If there is a flaw in my system, I put the big Mocal Oil cooler right in the center/front of the radiator....it is spaced 4-5 inches in front of the rad, but it may be a big blocking force that must be moved...

....I had planned to move it to a headlight bucket, but car prep/repair is taking 200% of my time lately....

rolleyes.gif
94bird
Jon, your last post is right along the lines of what I was thinking. I suspect our stock air routing is very inadequate for what we're doing. Your ideas about pusher/puller fans is precisely the reason I had planned on putting a 10" pusher on my oil cooler and a 14" puller on the back of the radiator. I know that would have less restriction at speed and if I can find a good place for my oil cooler afterwards I can use the 10" pusher to be the primary cooling air flow for it. BTW Randy, my Long oil cooler is also centered in front of the radiator, about 2" space between. It's about 11x11.

However, the first experiment will still be to run with no fans and see what happens. I think there's a test session at Waterford in the next week or so and I'll try to make it. I should have my oil temperature gauge installed by then too so I'll have one more data point about whether everything is running really hot or just primarily my coolant.

Still waiting on the Blackstone oil analysis lab kit so I can get a 2nd opinion before I pull the engine.
94bird
Well, I got myself motivated and am making my car a front breather. I've cut out the foglight holes in the front fascia and extended them towards the center of the fascia. The front bumper is temporarily gone until I can get a rollbar-type made up like Randy. I've sealed up the sides of the radiator with foam and now just need to block off the side of the cavernous openings in the fascia. That may be a bit trickier. Randy, I know you built aluminum ducting, but I'm thinking dense foam attached to the fascia may be easier for me and would allow me to remove and install my bumper without problems.

Man, it's cool looking into the 2 of 13x4 holes I now have in my fascia and seeing nothing but oil cooler and radiator.

Should do some more sealing up tomorrow and thread in my oil temp sender. Gauge is in the dash and the cable is routed to the pan.

I was looking on the fascia at the front turn signals and thinking with a little mods that area would be a great place for brake cooling ducts using a duct like Jon has. When I remove my radiator diverter under the car and put on a front air dam I can see that being part of the project.

Got my Blackstone oil analysis kit today so I'll try to get that off to them this weekend also. Anyone know about how long it takes to get results back? I'm going to use them as a doublecheck.

Waterford session on Monday if I'm ready.

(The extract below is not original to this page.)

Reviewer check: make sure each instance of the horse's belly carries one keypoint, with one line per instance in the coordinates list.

Gonna bolt up my 315s again and go have some fun hopefully.
#07
Sounds really cool,Makes me want to do this too. Let us know how it does. That is if the sample came back alright? I guess.

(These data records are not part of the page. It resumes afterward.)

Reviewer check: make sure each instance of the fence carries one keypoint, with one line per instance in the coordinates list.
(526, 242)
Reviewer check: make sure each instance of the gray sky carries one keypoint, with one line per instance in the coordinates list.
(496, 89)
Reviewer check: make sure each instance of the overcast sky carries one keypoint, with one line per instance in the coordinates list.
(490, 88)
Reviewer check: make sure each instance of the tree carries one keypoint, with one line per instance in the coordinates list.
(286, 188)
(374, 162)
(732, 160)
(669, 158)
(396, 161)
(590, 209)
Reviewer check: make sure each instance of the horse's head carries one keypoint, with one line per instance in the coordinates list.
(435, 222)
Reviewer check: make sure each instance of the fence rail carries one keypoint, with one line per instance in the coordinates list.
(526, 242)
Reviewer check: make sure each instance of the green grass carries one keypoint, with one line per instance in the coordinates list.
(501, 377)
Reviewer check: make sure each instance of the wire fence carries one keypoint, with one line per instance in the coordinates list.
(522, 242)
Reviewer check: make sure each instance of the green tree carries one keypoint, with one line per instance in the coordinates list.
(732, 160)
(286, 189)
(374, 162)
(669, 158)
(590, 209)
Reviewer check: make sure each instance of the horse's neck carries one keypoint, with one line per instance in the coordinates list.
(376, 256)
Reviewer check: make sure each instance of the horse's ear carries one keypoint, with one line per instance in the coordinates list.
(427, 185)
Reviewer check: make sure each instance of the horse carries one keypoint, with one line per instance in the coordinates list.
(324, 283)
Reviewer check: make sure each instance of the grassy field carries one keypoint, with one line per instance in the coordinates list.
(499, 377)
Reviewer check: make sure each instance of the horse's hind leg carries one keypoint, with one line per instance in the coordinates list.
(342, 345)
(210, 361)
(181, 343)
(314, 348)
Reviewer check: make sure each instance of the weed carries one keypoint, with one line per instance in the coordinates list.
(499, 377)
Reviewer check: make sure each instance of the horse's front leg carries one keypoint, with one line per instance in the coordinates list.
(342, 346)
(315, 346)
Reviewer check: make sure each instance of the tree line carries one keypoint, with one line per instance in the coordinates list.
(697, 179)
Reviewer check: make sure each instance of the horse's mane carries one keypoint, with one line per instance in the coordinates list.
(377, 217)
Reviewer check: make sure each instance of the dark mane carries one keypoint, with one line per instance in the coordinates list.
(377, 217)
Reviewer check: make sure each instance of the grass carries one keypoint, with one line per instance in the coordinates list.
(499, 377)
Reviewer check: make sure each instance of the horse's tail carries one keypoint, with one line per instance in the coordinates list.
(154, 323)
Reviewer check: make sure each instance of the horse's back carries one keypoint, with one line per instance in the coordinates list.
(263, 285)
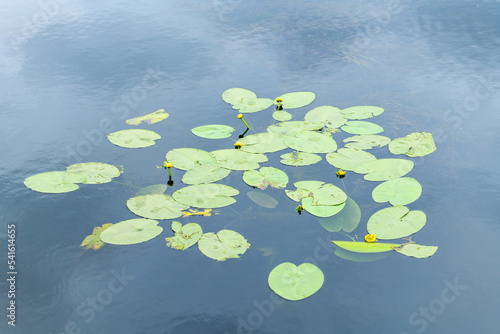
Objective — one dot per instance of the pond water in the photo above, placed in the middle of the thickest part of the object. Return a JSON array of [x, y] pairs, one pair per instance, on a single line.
[[72, 72]]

But Randys does look cool,but does it keep cool tongue.gif I imagine it does. But one thought with this front breather if I was to do this...maybe I would put some(3to4) horizontal diverters spreading the air path up-high, center mid-low & mid-high,and down-low.
But then I think if the stock air gathering(air dam) is still in place/operational.This would cause a problem/disruption? So maybe the front air dam removal test would have to be done after the front breather upgrade to determine this. So if better w/o stock air dam and a front breather just extend bumper like Randys cool.gif .But if the 2 coexsist and work together for optimal cooling well... leave it alone of coarse.

Tony
94bird
I've blocked off the air flow from the black plastic diverter up into the radiator. It's more likely air would come in through my fascia and try to escape down than for more air to come in through the stock path.

Almost done, but just taking a little break. Also mounted my oil cooler better and relocated my transponder while I'm in there.